Sequencing data should be provided in a csv file with the following columns:

Column Name	Type	Description	Required
cell	str or int	unqiue id or barcode of the sequnced B cell	True
clonotype	str	unique clonotype id to which that cell belongs	True
heavy_chain_isotype	str	the isotype of the constant region of the heavy chain	True
heavy_chain_seq	str	the variable region sequence of the heavy chain	True
heavy_chain_allele	str	the v allele of the heavy chain	True
heavy_chain_isotype	str	the isotype of the constant region of the heavy chain	True
light_chain_seq	str	the variable region sequence of the light chain	False
light_chain_allele	str	the v allele of the light chain	False, if light_chain_seq not provided

See data.csv for an example.

Germline clonotype roots¶

Additionally, the germline root sequences by clonotype should be provided in a csv file containing the heavy chain sequence and optionally, the light chain sequence.
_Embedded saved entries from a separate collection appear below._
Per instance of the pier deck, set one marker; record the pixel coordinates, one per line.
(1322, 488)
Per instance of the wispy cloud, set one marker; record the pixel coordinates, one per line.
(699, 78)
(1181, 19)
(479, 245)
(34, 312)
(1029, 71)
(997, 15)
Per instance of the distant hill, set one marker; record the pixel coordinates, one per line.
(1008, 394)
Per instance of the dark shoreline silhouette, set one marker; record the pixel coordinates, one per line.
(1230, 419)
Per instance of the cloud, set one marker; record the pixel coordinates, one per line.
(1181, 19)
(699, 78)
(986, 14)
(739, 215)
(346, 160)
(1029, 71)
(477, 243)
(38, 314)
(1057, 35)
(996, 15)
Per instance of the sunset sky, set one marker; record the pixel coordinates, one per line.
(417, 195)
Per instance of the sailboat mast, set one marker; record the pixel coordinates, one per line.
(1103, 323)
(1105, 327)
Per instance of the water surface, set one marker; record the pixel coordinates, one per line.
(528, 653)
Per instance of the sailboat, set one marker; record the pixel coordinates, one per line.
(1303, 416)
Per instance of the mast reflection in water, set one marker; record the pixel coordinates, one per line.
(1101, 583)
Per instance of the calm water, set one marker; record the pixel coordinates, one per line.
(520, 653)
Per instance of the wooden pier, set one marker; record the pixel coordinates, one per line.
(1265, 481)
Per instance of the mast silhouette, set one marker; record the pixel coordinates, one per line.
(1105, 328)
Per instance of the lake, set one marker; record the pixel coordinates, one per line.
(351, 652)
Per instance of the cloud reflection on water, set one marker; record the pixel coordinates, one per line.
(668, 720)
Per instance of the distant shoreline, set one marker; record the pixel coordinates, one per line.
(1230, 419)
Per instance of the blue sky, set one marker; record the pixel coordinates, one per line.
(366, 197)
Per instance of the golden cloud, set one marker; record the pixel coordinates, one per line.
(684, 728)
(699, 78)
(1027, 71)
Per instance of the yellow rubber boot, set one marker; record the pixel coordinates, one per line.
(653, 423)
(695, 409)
Column Name	Type	Description	Required
clonotype	str	unique clonotype id of the germline root (naive BCR)	True
heavy_chain_root	str	the heavy chain variable region germline root sequence	True
light_chain_root	str	the light chain variable region germline root sequence	False

See roots.csv for an example.

Note

All light chain columns may be omitted if the use_light_chain argument in preprocess is False. In other words, tribal may be used with only the heavy chain BCR sequences.